I liked this image for the dramatic green leaf with its yellow veins and red-trimmed edges, and how the fly’s shadow was so clearly seen through the leaf.

The shadow of a backlit fly against a leaf

For folks in Canada, have a great Victoria Day long weekend!


Project 52 No 7 – a plant bug on a dandelion

17 05 2011

For my birthday several weeks ago, Cosmoboy gave me a snap-on Raynox macroscopic lens converter for my 4/3 camera (Pansonic Lumix G2 HD). It is a nifty little tool which clips on to the end of a lens to enable macro pictures in a hurry.  I’ve been having some fun experimenting with this, and found that it creates lovely  bokeh when using a shallow depth of focus.

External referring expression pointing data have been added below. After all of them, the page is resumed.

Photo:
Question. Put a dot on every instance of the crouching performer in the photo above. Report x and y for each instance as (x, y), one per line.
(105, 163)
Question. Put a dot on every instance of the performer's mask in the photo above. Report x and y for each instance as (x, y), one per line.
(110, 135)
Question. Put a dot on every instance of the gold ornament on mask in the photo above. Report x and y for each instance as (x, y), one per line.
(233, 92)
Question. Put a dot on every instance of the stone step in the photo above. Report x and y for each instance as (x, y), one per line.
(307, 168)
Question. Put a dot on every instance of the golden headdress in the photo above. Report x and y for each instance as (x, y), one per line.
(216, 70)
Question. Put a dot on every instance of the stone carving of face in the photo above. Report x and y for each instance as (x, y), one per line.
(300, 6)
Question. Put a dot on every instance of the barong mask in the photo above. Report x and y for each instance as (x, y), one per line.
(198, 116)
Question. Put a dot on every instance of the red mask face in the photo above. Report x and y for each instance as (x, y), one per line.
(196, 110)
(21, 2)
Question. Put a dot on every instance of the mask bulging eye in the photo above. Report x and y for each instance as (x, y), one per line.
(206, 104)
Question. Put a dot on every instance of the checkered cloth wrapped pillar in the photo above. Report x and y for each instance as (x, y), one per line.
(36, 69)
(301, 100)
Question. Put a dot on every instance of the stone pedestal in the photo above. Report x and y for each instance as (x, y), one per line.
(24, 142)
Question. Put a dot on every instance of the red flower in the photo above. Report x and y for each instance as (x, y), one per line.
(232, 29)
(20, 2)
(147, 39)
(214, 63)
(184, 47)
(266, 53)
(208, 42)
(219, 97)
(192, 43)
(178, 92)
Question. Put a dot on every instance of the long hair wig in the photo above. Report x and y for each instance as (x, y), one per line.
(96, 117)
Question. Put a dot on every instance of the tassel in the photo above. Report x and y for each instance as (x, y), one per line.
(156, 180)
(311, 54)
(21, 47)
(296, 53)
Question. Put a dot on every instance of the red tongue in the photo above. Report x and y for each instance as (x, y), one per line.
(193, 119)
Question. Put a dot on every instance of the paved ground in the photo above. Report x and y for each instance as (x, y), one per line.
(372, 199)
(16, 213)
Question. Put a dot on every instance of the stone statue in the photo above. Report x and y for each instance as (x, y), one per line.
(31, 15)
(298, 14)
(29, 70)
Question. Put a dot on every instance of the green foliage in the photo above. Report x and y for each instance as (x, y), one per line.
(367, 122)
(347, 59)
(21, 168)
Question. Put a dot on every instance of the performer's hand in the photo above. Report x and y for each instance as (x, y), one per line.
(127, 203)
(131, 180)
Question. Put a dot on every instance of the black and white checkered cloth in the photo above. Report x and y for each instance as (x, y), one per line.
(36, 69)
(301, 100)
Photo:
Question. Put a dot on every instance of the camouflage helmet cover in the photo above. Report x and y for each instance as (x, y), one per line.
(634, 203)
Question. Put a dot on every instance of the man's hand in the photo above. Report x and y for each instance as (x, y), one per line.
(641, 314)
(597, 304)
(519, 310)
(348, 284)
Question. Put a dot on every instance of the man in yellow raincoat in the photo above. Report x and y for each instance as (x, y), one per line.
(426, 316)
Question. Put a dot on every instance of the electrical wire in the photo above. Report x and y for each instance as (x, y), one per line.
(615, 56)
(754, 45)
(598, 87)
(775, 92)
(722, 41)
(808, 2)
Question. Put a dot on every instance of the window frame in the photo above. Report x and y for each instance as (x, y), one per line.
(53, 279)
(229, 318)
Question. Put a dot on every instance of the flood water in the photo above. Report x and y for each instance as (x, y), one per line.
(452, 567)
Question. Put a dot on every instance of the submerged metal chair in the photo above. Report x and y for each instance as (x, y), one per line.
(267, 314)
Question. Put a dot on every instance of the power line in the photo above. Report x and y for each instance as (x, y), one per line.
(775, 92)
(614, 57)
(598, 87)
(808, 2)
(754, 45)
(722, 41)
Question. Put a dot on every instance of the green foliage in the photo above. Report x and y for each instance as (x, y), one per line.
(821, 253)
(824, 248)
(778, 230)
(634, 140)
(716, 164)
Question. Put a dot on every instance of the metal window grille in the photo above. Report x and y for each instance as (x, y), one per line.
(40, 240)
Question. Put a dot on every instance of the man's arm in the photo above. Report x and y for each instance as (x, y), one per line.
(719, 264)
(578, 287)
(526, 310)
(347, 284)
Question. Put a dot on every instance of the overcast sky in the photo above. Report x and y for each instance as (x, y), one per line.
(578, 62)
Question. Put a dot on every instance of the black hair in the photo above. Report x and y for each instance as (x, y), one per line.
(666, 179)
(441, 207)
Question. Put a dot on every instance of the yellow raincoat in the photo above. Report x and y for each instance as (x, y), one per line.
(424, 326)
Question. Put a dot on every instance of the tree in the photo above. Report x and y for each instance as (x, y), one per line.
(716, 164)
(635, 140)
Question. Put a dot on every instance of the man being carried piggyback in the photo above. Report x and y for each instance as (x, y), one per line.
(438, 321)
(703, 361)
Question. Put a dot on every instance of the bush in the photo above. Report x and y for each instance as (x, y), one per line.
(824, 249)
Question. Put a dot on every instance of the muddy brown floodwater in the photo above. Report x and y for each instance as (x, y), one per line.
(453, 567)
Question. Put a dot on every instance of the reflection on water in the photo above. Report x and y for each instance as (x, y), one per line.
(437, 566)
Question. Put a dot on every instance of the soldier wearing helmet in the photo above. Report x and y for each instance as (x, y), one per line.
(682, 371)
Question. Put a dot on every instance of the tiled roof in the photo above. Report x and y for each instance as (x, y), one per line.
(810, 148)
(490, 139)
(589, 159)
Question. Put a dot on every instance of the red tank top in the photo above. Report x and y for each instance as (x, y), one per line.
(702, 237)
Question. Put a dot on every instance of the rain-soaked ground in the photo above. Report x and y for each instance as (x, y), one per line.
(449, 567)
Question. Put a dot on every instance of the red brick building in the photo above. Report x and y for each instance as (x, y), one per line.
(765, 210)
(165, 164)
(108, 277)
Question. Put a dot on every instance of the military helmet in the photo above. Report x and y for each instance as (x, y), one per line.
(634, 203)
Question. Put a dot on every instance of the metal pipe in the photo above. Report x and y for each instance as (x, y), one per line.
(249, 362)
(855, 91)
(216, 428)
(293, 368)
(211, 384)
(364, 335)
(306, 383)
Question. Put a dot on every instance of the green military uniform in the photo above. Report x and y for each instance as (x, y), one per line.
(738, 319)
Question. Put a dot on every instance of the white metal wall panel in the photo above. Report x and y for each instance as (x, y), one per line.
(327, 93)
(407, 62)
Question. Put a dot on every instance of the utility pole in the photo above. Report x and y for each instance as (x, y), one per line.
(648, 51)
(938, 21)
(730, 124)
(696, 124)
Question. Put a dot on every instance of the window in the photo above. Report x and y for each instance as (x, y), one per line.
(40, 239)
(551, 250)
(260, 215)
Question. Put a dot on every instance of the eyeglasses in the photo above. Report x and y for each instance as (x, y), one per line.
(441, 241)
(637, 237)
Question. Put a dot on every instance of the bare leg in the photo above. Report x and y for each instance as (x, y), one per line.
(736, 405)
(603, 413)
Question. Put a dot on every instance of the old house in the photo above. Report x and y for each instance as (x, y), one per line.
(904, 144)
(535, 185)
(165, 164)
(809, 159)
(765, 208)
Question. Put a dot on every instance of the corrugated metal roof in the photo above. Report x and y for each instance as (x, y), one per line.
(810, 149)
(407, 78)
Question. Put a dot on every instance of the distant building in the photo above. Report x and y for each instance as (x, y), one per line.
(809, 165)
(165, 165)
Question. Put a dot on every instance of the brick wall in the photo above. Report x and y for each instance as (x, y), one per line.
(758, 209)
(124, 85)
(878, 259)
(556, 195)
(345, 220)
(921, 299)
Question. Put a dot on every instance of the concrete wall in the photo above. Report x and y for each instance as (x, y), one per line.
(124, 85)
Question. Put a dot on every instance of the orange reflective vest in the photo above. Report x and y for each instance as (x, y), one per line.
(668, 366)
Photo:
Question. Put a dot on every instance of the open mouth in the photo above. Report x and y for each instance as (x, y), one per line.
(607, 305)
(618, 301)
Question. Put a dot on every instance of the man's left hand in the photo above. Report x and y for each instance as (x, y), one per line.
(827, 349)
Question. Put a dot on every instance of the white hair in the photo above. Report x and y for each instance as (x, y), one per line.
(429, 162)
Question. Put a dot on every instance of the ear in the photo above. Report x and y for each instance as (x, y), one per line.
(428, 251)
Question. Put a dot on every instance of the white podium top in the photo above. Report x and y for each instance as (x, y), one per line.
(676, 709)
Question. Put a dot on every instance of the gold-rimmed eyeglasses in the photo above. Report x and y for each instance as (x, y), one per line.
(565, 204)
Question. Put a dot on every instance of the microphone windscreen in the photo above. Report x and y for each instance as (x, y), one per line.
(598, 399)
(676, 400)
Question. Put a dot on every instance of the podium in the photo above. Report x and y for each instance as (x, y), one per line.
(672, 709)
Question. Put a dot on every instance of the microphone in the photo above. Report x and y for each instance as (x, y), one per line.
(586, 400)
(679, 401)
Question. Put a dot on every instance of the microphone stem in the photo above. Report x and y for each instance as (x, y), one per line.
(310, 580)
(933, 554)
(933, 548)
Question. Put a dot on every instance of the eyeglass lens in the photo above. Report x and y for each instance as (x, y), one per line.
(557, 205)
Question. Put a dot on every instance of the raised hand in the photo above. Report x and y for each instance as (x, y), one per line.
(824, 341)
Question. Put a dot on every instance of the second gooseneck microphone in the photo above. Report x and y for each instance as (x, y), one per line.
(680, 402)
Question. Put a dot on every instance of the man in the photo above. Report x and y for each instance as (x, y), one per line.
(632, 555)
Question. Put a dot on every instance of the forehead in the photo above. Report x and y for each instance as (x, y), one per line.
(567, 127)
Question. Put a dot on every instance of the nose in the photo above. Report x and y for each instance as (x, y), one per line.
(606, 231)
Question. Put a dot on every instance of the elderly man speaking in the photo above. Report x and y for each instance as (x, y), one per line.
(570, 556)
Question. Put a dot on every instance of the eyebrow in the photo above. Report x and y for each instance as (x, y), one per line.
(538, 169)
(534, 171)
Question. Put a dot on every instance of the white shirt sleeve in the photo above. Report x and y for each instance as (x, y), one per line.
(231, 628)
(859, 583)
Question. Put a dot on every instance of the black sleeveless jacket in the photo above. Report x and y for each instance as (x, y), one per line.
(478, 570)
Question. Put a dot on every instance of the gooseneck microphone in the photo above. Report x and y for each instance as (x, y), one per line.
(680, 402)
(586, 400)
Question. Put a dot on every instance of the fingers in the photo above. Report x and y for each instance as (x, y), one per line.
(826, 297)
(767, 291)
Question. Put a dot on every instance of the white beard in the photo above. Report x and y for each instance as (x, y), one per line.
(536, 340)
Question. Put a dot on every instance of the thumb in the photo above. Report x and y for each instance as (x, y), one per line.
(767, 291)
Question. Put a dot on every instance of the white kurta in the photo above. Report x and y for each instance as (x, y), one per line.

This image of a true bug (Hemiptera) on a dandelion was taken two weeks ago on a rare sunny evening in between rainstorms.  It was steadily making its way across the flowertop, then flew off into the sunset.  This tiny bug was one-third size of my fingernail, and I was pleased with how well the macro lens converter allowed me to capture its details so well.  Furthermore, the green grass provides a very nice painterly bokeh background for the little bug.

A true bug on a dandelion

Natural history note:  People who study insects only use the term “bug” (or true bugs) for the insects falling into the Hemiptera order.  Those insects, which are not beetles (Coleoptera), share certain characteristics including the way its wings fold and its proboscis mouthparts.  I think this little bug falls into the Lygus genus.

Project 52 No 16. From Bees to Butterflies: a full circle

4 03 2011

I’m just back in Kingston, after travelling for 3 days from Bariloche.  Now that my field work in Nahuel Huapi National Park in Argentina is over, it is time for us to take stock of the samples and get them ready for laboratory analyses.

This week’s Project 52 picture was taken in the very same spot where  I took the one of a bumblebee at the beginning of the month (No. 19).  Four weeks later, the thistles are starting to shrivel up, and a few trees have even started to turn yellow early. In other words, despite it still being the heyday of a beautiful summer, there are clear signs that fall is coming to this part of the world.

I particularly enjoy how the colours of the butterfly and the thistle complemented each other in this image.  The purple lines around the wings and the wing spots as well as the purplish tinge on its body complement the thistle beautifully. By using a shallow depth of focus, I was able to make the sunlit green wings and its eyes stand out against the green grassy background despite the similarity of the colour.  I also like the symmetry of how taking this insect photograph on my last day at the CAB campus, mirrors the one of the bee taken at the beginning of my stay.

Colias spp. Butterfly on a thistle in Nahuel Huapi

My tentative identification of this lovely butterfly species is that it’s within the Colias genus. Without an Argentina butterfly guide with me, I was not able to narrow this down to species level, although several photographs of a very similar butterfly found online claim that this is a native C. lesbia pyrrhothea. (Any help with identification?) This genus falls under the English common name of “clouded yellows”.

Very recently, this species has become fairly common in flower fields around Bariloche. Those butterflies were not easy to photograph as each one only stayed at each flower for a fraction of second. To get this image, I had to pick a suitable flower, focus on where I hoped a butterfly would land, and then wait. My goal was to capture the effect of the sunlight shining through its wings while minimizing any lens flares, especially as I did not have a lens hood or macro lens. This particular butterfly decided that the thistle was worth visiting, despite the human crouched by it, and dropped by for a quick sip.